HeatWave Release Notes
This section describes how to define the dynamic group and policy required to enable your HeatWave DB System to access an OCI Object Storage bucket.
Note
It is assumed you have read the prerequisites and instructions documented here: Managing Dynamic Groups and are familiar with Oracle Cloud Infrastructure Identity and Access Management (IAM) groups and policies.
Dynamic groups allow you to group MySQL HeatWave Service DB Systems as principal actors, similar to user groups. You can then create policies to permit DB Systems in these groups to make API calls against services, such as Object Storage. Membership in the group is determined by a set of criteria called matching rules.

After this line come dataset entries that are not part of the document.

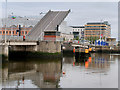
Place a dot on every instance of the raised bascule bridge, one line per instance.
(44, 37)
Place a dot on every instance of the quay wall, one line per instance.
(49, 46)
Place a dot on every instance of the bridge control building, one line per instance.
(97, 29)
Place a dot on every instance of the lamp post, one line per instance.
(5, 21)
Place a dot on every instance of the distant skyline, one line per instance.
(81, 12)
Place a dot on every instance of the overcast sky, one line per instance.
(81, 12)
(62, 0)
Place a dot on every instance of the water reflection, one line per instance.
(92, 71)
(35, 73)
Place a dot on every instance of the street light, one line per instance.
(5, 21)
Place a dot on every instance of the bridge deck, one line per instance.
(48, 22)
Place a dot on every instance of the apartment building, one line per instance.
(97, 29)
(78, 31)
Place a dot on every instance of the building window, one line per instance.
(13, 32)
(22, 32)
(9, 32)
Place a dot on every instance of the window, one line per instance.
(3, 32)
(22, 32)
(9, 32)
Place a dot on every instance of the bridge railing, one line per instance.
(11, 38)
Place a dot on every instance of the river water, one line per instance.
(95, 71)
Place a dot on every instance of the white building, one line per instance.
(66, 31)
(78, 31)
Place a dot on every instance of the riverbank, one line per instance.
(27, 54)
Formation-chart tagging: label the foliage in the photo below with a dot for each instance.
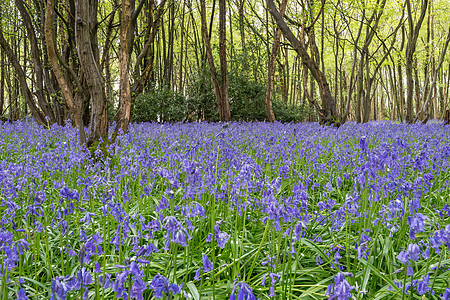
(247, 101)
(160, 105)
(253, 210)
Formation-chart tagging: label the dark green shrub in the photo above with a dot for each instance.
(160, 105)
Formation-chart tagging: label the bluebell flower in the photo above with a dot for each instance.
(244, 292)
(207, 265)
(161, 286)
(446, 295)
(423, 286)
(197, 274)
(341, 289)
(21, 295)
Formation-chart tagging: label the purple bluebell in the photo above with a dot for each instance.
(207, 265)
(243, 290)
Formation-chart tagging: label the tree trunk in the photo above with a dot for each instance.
(124, 110)
(271, 68)
(75, 107)
(226, 114)
(84, 11)
(413, 35)
(327, 114)
(37, 63)
(39, 117)
(217, 86)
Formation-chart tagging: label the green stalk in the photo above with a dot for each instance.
(259, 249)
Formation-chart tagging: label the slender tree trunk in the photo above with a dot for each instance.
(2, 82)
(75, 107)
(217, 86)
(124, 111)
(37, 63)
(327, 114)
(84, 10)
(271, 68)
(413, 34)
(39, 117)
(226, 114)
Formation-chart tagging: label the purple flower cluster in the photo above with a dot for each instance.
(169, 204)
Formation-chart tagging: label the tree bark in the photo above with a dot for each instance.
(217, 86)
(39, 117)
(84, 12)
(124, 111)
(413, 34)
(37, 63)
(226, 113)
(74, 107)
(328, 113)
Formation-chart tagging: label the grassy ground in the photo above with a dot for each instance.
(253, 210)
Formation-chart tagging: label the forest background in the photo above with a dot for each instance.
(95, 61)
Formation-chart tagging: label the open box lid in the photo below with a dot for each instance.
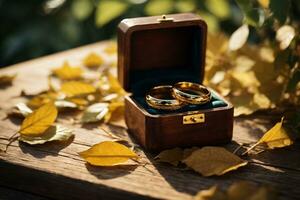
(161, 50)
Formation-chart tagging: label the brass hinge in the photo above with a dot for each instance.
(194, 119)
(164, 18)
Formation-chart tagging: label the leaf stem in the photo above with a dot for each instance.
(11, 139)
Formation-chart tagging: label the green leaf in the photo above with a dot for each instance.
(245, 5)
(82, 9)
(108, 10)
(280, 9)
(185, 5)
(159, 7)
(219, 8)
(255, 17)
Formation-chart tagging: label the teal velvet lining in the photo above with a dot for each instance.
(139, 93)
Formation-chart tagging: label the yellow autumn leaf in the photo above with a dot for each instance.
(53, 133)
(6, 79)
(39, 120)
(276, 137)
(239, 38)
(77, 88)
(210, 161)
(93, 60)
(95, 112)
(213, 193)
(172, 156)
(114, 107)
(66, 72)
(42, 99)
(285, 35)
(108, 153)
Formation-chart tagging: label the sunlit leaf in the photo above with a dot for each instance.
(158, 7)
(42, 99)
(172, 156)
(95, 112)
(53, 133)
(65, 104)
(213, 193)
(108, 154)
(239, 38)
(219, 8)
(114, 107)
(284, 36)
(67, 72)
(6, 79)
(93, 60)
(77, 88)
(24, 109)
(82, 9)
(276, 137)
(39, 121)
(210, 161)
(108, 10)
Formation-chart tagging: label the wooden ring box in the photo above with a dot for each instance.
(163, 50)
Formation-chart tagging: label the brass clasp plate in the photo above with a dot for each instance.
(194, 119)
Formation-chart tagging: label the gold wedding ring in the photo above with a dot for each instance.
(161, 98)
(191, 93)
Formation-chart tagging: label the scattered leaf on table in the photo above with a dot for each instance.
(245, 190)
(53, 133)
(93, 60)
(66, 72)
(213, 193)
(42, 99)
(39, 121)
(108, 153)
(77, 88)
(65, 104)
(210, 161)
(172, 156)
(276, 137)
(6, 79)
(113, 113)
(187, 152)
(239, 38)
(95, 112)
(23, 109)
(285, 35)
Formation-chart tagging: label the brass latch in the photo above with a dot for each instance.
(194, 119)
(164, 18)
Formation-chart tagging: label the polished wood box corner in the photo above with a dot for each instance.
(148, 47)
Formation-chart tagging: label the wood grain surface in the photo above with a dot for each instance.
(55, 171)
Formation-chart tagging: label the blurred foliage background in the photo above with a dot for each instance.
(33, 28)
(253, 49)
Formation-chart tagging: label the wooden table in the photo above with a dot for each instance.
(56, 171)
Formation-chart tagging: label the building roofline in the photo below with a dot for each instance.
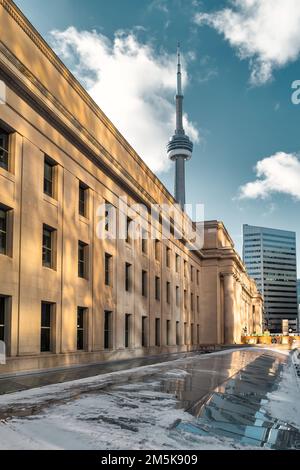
(42, 44)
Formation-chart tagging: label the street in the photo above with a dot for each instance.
(223, 400)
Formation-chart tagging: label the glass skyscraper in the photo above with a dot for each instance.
(270, 258)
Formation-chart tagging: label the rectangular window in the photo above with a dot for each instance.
(168, 257)
(192, 333)
(81, 320)
(157, 332)
(108, 269)
(4, 146)
(168, 326)
(157, 250)
(185, 268)
(144, 332)
(157, 288)
(128, 277)
(177, 333)
(177, 263)
(108, 216)
(2, 318)
(127, 329)
(144, 242)
(3, 231)
(48, 255)
(168, 292)
(46, 324)
(128, 230)
(177, 296)
(82, 260)
(83, 199)
(49, 176)
(144, 283)
(107, 330)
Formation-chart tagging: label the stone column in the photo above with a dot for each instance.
(229, 308)
(237, 313)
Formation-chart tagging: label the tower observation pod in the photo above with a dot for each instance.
(180, 147)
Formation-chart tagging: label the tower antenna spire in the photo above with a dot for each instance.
(180, 147)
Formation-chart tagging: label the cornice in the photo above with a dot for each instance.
(37, 39)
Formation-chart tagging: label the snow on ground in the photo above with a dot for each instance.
(284, 403)
(120, 410)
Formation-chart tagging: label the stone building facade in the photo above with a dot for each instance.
(66, 296)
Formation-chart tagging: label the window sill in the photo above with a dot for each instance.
(50, 200)
(84, 219)
(7, 175)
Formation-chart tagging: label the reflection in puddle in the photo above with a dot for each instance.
(235, 408)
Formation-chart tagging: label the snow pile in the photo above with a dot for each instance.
(284, 403)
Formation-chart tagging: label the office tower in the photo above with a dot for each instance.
(270, 258)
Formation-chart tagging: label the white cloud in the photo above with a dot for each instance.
(279, 173)
(266, 32)
(132, 84)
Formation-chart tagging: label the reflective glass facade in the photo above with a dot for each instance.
(270, 258)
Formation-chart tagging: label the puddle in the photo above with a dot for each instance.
(235, 409)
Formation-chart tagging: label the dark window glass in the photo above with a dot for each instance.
(157, 250)
(108, 269)
(144, 283)
(4, 149)
(157, 288)
(144, 242)
(82, 199)
(49, 168)
(168, 257)
(80, 327)
(168, 292)
(177, 296)
(47, 247)
(127, 277)
(107, 330)
(2, 318)
(127, 330)
(177, 334)
(177, 263)
(168, 332)
(82, 248)
(144, 331)
(157, 332)
(128, 230)
(3, 231)
(46, 327)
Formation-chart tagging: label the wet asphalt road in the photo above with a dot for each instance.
(223, 393)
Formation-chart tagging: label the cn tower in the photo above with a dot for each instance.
(180, 147)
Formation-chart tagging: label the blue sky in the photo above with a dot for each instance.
(240, 63)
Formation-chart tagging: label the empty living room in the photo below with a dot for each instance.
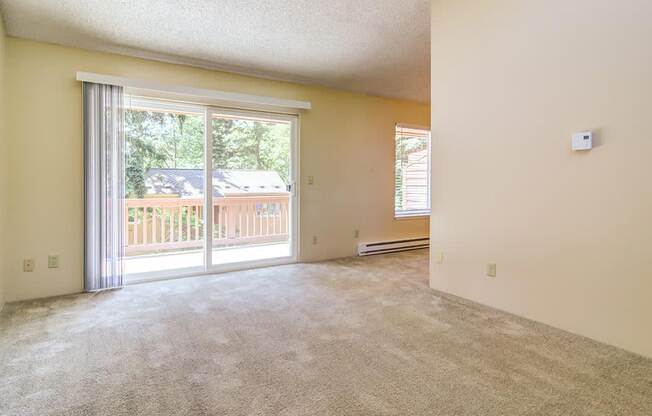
(302, 207)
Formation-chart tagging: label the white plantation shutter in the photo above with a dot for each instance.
(412, 172)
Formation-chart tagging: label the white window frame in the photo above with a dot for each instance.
(415, 213)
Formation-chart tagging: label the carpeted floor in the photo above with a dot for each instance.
(360, 336)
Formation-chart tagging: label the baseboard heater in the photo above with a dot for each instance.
(382, 247)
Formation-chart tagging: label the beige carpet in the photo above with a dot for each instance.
(347, 337)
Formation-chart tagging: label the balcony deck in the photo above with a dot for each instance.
(152, 263)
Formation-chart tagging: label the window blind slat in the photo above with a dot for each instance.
(411, 191)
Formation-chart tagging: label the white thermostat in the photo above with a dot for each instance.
(582, 140)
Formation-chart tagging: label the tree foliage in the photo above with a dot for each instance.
(171, 140)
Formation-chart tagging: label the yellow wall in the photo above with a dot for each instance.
(3, 164)
(571, 232)
(346, 144)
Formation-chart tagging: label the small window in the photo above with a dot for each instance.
(412, 172)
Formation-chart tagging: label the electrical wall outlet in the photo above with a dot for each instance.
(491, 269)
(439, 257)
(28, 265)
(53, 261)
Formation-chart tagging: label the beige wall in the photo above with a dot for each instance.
(571, 233)
(3, 165)
(346, 144)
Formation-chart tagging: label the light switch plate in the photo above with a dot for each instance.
(28, 265)
(491, 269)
(53, 261)
(582, 140)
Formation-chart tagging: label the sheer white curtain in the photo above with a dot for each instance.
(103, 186)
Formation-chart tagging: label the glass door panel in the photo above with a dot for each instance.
(253, 202)
(164, 192)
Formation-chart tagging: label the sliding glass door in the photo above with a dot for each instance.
(170, 147)
(253, 180)
(164, 170)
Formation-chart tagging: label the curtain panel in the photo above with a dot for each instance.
(103, 186)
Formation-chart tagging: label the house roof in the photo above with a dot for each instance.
(189, 183)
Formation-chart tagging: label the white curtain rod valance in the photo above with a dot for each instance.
(197, 94)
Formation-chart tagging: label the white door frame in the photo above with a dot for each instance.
(208, 267)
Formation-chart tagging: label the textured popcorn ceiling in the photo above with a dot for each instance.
(379, 47)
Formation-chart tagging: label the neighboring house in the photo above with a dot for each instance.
(189, 183)
(415, 180)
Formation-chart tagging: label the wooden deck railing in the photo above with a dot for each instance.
(167, 224)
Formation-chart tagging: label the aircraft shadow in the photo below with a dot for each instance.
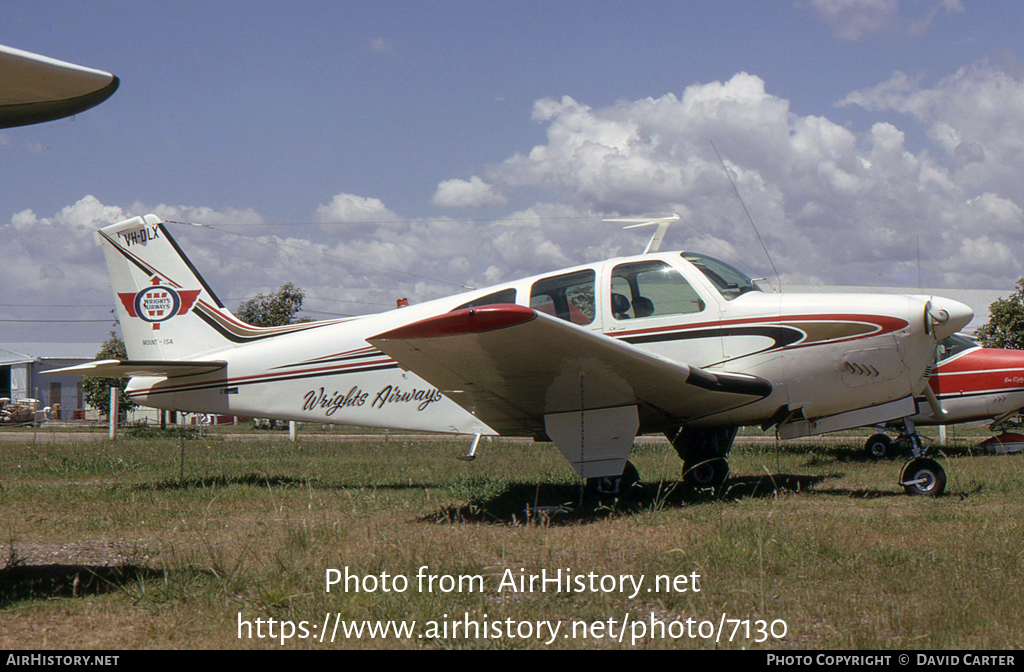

The following example shows a matching rule including all DB Systems in the defined compartment:
"ALL{resource.type='mysqldbsystem', resource.compartment.id = 'ocid1.compartment.oc1..alphanumericString' }"Dynamic groups require a name, description, and matching rule.
For more information, see Writing Matching Rules to Define Dynamic Groups.
Policies define what your groups can and cannot do. For HeatWave Lakehouse to access Object Storage, you must define a policy which grants the dynamic group's resources access to buckets and their contents in a specific compartment.
For example, the following policy grants the dynamic group
Lakehouse-dynamicGroup read-only access
to the buckets and objects contained in those buckets in
the compartment Lakehouse-Data:
allow dynamic-group Lakehouse-dynamicGroup to read buckets in compartment Lakehouse-Data
allow dynamic-group Lakehouse-dynamicGroup to read objects in compartment Lakehouse-DataFor more information, see Writing Policies for Dynamic Groups.